PENELOPE BEFORE MARRIAGE
There are no mermaids in Lake Ontario,
but I’ve heard you singing. The girls
leaned in, legs wobbling onboard,
their footing unsure. Before the ferry
crossed our path we tacked, taking our time
with the racing done and the jib sheets slack.
The wind flirted with their feathery hair,
and they shivered as if feeling your eyes
comparing their bare arms, tempting
and harmless. One among us will be your
true wife. Across the inner harbour, hotels
lure and wink, waiting for your gamble.
Prince of this pleasure craft, you sighed
and looked away from the western gap
and the squalls beyond these sheltered waters.
Soon we’d be motoring back for supper.
Flaking the main, I hugged the mast.
I never stopped my ears against your suit
nor strained against what bound me. Our
greatest hardships are those closest to home. (Phoebe Wang, 2ND
PRIZE POETRY)
Arrived in my mailbox recently was Saskatoon’s grain: the journal of eclectic writing, Vol. 39.2 (winter 2012), their “short
grain contest issue,” as poetry judge Jeramy Dodds awarded three prizes (in
order) to Tim Bowling, Phoebe Wang and Vincent Colistro, and fiction judge
Zsuzsi Gartner awarded three to (in order) Pete Duval, Zack Haslam and Zoey Peterson. It’s interesting to see, especially given that the issue that appears
a year from now will be holding my own choices in the poetry category
(apparently a mound of poems appear for me to judge in May), thanks to previous
editor Sylvia Legris. As Dodds writes about the winning poem, Bowling’s
“Gedding Wilder”:
What catches the eye, in this poem, soothes the ear, tweaks the mind.
The movement and disposition of this piece shows a cool hand at imagery and
complete control of tone. We are treated to language that both jokes and
loosens our grip on narrative, while the leaping cinematics sequester any hopes
we may have of coming out the same. We are stared at by “every crow / in a
photographer’s cloak,” “and all the dark drops of rain / left fingerprints at
the scene / of the crime” while there are “totemic salmon / swimming jerkily
by.” But if we think this is just a list of acute imagery we are mistaken, for
the entirety of the poem’s structure feeds its lyricism, “this cut jumps like
that, like life, / life jumps like life.”
To judge, and then to judge. During a comedy
awards show last year, Tina Fey said something along the lines that all award
shows “are bullshit,” and I mostly agree, but understand also the benefits of
highlighting certain works and artists, or even the simple matter of getting
money into the hands of poets who are doing interesting works.
The Bowling poem
doesn’t do it for me, but then again, I wasn’t the judge for last year’s
competition (I much preferred the second place piece).
But there are other pieces in the issue as well.
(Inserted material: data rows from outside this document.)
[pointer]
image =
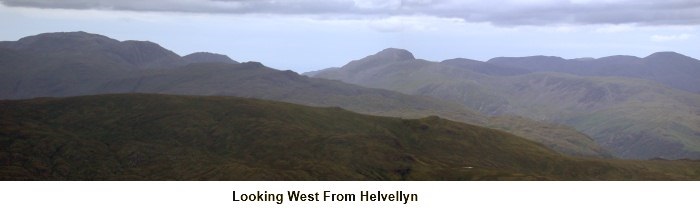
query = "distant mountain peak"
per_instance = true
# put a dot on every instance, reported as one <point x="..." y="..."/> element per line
<point x="394" y="54"/>
<point x="199" y="57"/>
<point x="666" y="55"/>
Partly because the story is set in Ottawa, I’m intrigued by Robert Lake’s short
story, “The Delphic Embroiderer,” an odd tale that can’t quickly be described,
but can easily be the exception to the rule that all fiction set on Parliament
Hill has to be political.
Perhaps it might be best to simply give you the
opening paragraph, and let you be your own judge:
The shooting of a bewildered moose on Parliament Hill provoked
considerable media coverage and, of course, forced me to correlate this
unexpected event with chaos theory, which asserts that nature is neither
mindlessly orderly nor chaotic. Nature fluctuates predictably, yes
predictably, between pattern and random movement. Is moose murder random or
a human pattern? If both, in what proportions has Nature blended order and
chaos, a statistical challenge worthy of John Nash, perhaps even of Euclid, the
triangle guy? Why had the moose strayed from the herd? Most important: what
does blood gushing from the moose’s jugular fifty metres from the Prime
Minister’s Office portend, if anything?